Because the valve contains premium materials, it is more expensive to manufacture than a traditional valve, Doguet notes. The unique design also means that technicians need special training to work on it. With those factors in mind, he says Gilmore decided to provide the valve through a rental model rather than selling it to customers and expecting them to perform the maintenance.
“We think this approach is easier for our customers,” Doguet says. “We deliver the valves to location and repair them when they need to be repaired, so our customers do not need to buy valves and repair kits, manage inventory or spend time messing with check valves. Instead, they can focus on more critical tasks, such as servicing pumps.”
The monthly rental rate range for the longer-lasting valve provides attractive economics for customers when all factors are considered, Doguet says.
According to Doguet, the valve has been tested in the harshest conditions.

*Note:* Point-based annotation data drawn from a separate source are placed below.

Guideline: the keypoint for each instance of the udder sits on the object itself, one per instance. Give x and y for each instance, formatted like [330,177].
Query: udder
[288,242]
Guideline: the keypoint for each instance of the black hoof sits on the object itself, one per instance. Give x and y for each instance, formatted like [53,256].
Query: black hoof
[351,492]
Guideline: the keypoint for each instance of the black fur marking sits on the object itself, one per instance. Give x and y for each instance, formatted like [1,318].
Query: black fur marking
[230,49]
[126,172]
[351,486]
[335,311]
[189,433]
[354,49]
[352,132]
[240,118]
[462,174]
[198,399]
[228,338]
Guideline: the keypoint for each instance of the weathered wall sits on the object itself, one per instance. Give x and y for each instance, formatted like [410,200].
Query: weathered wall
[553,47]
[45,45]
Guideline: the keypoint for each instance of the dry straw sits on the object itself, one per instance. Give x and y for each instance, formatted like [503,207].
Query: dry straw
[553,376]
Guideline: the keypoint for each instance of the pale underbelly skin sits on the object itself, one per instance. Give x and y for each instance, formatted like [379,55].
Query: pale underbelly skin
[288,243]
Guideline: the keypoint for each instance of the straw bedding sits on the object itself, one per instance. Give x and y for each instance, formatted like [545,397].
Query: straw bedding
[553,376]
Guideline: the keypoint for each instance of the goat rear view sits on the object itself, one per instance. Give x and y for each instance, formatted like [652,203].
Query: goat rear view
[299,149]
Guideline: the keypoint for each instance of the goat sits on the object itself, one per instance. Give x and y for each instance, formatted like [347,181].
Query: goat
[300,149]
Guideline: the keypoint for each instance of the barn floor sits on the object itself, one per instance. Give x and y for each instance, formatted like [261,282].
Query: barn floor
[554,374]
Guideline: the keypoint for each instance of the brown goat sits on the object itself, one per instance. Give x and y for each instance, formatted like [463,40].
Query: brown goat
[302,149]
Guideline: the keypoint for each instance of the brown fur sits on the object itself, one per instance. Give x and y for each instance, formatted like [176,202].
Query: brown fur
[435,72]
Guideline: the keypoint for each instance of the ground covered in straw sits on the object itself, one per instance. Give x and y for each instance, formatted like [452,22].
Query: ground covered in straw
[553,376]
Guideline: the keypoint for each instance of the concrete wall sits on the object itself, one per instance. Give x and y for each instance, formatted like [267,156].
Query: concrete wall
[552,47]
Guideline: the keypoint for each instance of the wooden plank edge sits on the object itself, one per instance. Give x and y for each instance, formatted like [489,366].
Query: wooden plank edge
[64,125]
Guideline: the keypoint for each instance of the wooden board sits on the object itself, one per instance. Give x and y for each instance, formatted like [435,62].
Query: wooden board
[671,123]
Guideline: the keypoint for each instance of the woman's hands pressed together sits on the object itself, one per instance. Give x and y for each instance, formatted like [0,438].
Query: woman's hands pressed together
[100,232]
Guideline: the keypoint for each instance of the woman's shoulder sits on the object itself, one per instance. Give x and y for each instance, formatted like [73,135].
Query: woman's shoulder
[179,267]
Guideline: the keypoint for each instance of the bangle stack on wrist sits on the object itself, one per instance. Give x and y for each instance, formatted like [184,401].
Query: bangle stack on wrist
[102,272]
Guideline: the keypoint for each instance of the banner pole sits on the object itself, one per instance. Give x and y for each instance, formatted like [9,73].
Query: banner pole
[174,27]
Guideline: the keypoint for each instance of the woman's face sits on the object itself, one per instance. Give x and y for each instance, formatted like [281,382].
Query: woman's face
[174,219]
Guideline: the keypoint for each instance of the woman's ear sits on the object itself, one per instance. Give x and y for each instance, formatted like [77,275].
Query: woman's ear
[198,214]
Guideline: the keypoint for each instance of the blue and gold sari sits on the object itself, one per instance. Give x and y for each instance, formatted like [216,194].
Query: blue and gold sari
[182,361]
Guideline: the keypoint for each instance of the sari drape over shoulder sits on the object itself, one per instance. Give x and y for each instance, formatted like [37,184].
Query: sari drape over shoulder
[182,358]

In one trial, it weathered resin-coated and ceramic sands that can be particularly erosive to equipment, then high flow rates and pressures with produced water on back-to-back pads through 1,800 hours of service.
“The biggest hurdle for us has been convincing customers that the valve lasts as long as the field trials indicate it does,” Doguet says. “The longevity is so far ahead of the norm that it is hard for people to accept the test data, especially if they have had new equipment perform below expectations before. We usually meet with them in person, review design characteristics and offer a trial period so they have a chance to see the benefits for themselves.”
Through those efforts and word of mouth, Doguet sees adoption growing. “Today, we have several customers running our valves, most of them in the Permian,” he says. “In the first half of 2025, we are planning to manufacture approximately 1,000 units with a variety of industry connections. The exact number will be market driven.”
While he expresses Gilmore’s pride in the current design, which he calls market-changing, Doguet emphasizes that Gilmore plans to continue refining it. “We are going to continue making this valve better,” he says. “In a perfect world we can get this valve to a six-month operating life.”